天下着雪,小城的风吹得很是萧瑟,树上还有些枯黄的叶子,沙沙的声响这料峭寒冬的风显得更加地萧瑟了。和阔别已久的朋友坐在不甚暖和的茶府里,泡两杯茶,侃侃生活的不易,萧瑟的风声便消散的无影无踪了,冬季的冷也是抵不过一杯温暖的茶的。朋友劝我该在某个地方定居下来,最好是在离家很近的地方,然后安安稳稳的生活。我说我可能就孤独终老了,他问我等到年老体衰了咋办。年老体衰?我想,当我成了耄耋老者孑然一人数着日落山头的光阴时,我一定会把最后的日子留给回忆,卧在沙枣树下的躺椅上,喝茶、看书、小憩、长眠。孤独并不可怕,可怕的是明明身在甚嚣尘上的美丽世界里,却生生站成了寂寞的看客,而且这一站就是飘渺洋洒的一生。
其实,我也知道大多数的鱼儿,无论游得多远,最终还是会洄游到最初的故乡,在那里繁衍生息。只是有些鱼儿是回不去的,它们的旅途过于艰辛,亦或是它们满身都是倒长的鳞,就爱暗流涌动的海。可是故乡啊!它是那么的短,短的只有两个字。可这短短的两个字就是岁月山河,就是星辰沧海,每个漂泊的人都该知道,只要有亲人的爱,闭上眼就到了故乡。
我的故乡,是在北方。
那里有一种黄色的花,名叫灯盏花,应该是菊科,花期很长,老家园子里有很多,花开的时候仿佛园子里有一片橘红色的海,很是好看。小时候在农村,每到灯盏花开的时候母亲就会摘些花瓣放在汤面里,那汤面有种不可名状的香。二姐学做饭的时候,就学母亲把灯盏花瓣放到饭里,可她不会掌握量,总放很多。那时候,我们端着白瓷碗,盛着满是花瓣的饭,一排坐在沙枣树下,伴着悠悠的夕阳和远处的牧羊人归来的吆喝声度着童年的时光。那些时光呀,就像金黄色的沙枣花一样。
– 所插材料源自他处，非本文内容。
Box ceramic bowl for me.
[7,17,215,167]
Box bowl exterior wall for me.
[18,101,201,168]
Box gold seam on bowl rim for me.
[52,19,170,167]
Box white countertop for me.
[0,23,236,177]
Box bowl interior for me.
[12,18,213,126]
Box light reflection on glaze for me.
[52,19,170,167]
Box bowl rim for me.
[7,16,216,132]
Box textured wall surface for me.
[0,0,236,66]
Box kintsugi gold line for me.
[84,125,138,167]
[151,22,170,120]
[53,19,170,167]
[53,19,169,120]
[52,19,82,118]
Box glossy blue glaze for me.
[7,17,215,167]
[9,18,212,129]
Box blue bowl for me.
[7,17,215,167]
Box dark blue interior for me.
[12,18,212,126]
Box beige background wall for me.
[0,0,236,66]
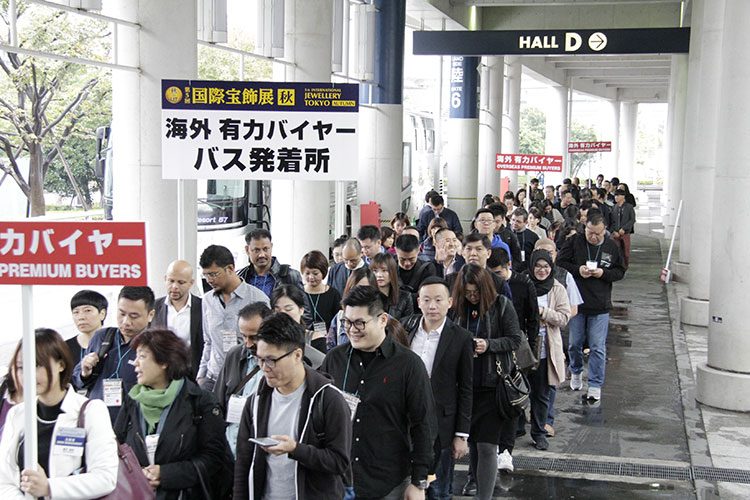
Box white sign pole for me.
[21,285,37,498]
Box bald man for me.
[151,260,203,379]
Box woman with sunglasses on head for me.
[0,328,118,499]
[115,329,232,500]
[451,264,521,500]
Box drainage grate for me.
[513,456,750,484]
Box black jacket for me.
[404,314,474,449]
[452,295,521,388]
[557,234,625,315]
[114,379,231,500]
[150,293,203,380]
[234,367,352,500]
[508,272,539,350]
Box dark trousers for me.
[529,358,549,441]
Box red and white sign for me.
[0,221,148,286]
[568,141,612,153]
[495,153,562,172]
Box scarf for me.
[529,249,555,297]
[128,379,184,434]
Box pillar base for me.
[672,261,690,283]
[680,297,708,327]
[695,363,750,412]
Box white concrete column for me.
[477,56,505,198]
[605,100,620,180]
[680,0,725,326]
[105,0,198,296]
[271,0,330,268]
[663,54,688,239]
[674,0,705,274]
[544,86,570,185]
[617,102,638,188]
[506,56,523,190]
[693,0,750,412]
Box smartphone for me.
[248,438,279,447]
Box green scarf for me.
[128,379,184,434]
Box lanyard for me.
[305,292,325,321]
[341,347,359,396]
[586,241,603,262]
[107,333,130,378]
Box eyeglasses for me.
[341,318,373,332]
[258,349,297,368]
[203,267,224,280]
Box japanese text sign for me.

沙枣花是浓香的,花开的时候香味可以飘的很远,邻里都会来折些花枝带回家放在装了水的瓶子里,摆在八仙桌上,然后整个屋子都是浓浓的花香。小时候的二姐和三姐很调皮,能爬到很高的地方去折花枝。等到沙枣成型的时候她们就爬到高处去用竹竿打沙枣,我就在树下一个一个的捡,等捡到一堆了三个人就凑在一起吃。未熟的沙枣粘嗓子,吃了总感觉嗓子里有东西,所以就得不断的喝水,边吃沙枣边喝水,吃完了就再去打沙枣,捡沙枣,吃沙枣,喝凉水……
现在回忆似乎觉得整个童年都是沙枣味的。
我记得沙枣树花开的时候灯盏花就开了,等沙枣熟透了,灯盏花还在开。在一不大的四方园子里,灯盏花就像是一个被时间遗忘的人,他一动不动的看着园子中央的沙枣树开花结果,望着墙角松树里鸟儿筑巢出窝,亦或是数着红红的樱桃掉了一颗又一颗。他总是不说,那么也没人知道他的世界里已有了多少过往更迭了。春天就盛开,寒冬就凋零,之间的整段岁月它都是一片橘红,除了园子里的人和蜂蝶,有谁知道它正开的一片灿烂?它陪着整个园子世界一起灿烂,也一起零落。春天的时候它着其它的花开,一起听仲夏的蝉鸣,深秋的时候它目送其它的花落,一起披上皑皑的白雪。我想,就算那些花儿都懂了,它的世界依然是一片橘红色的寂寞,因为有些花儿注定是开在自己的世界里的。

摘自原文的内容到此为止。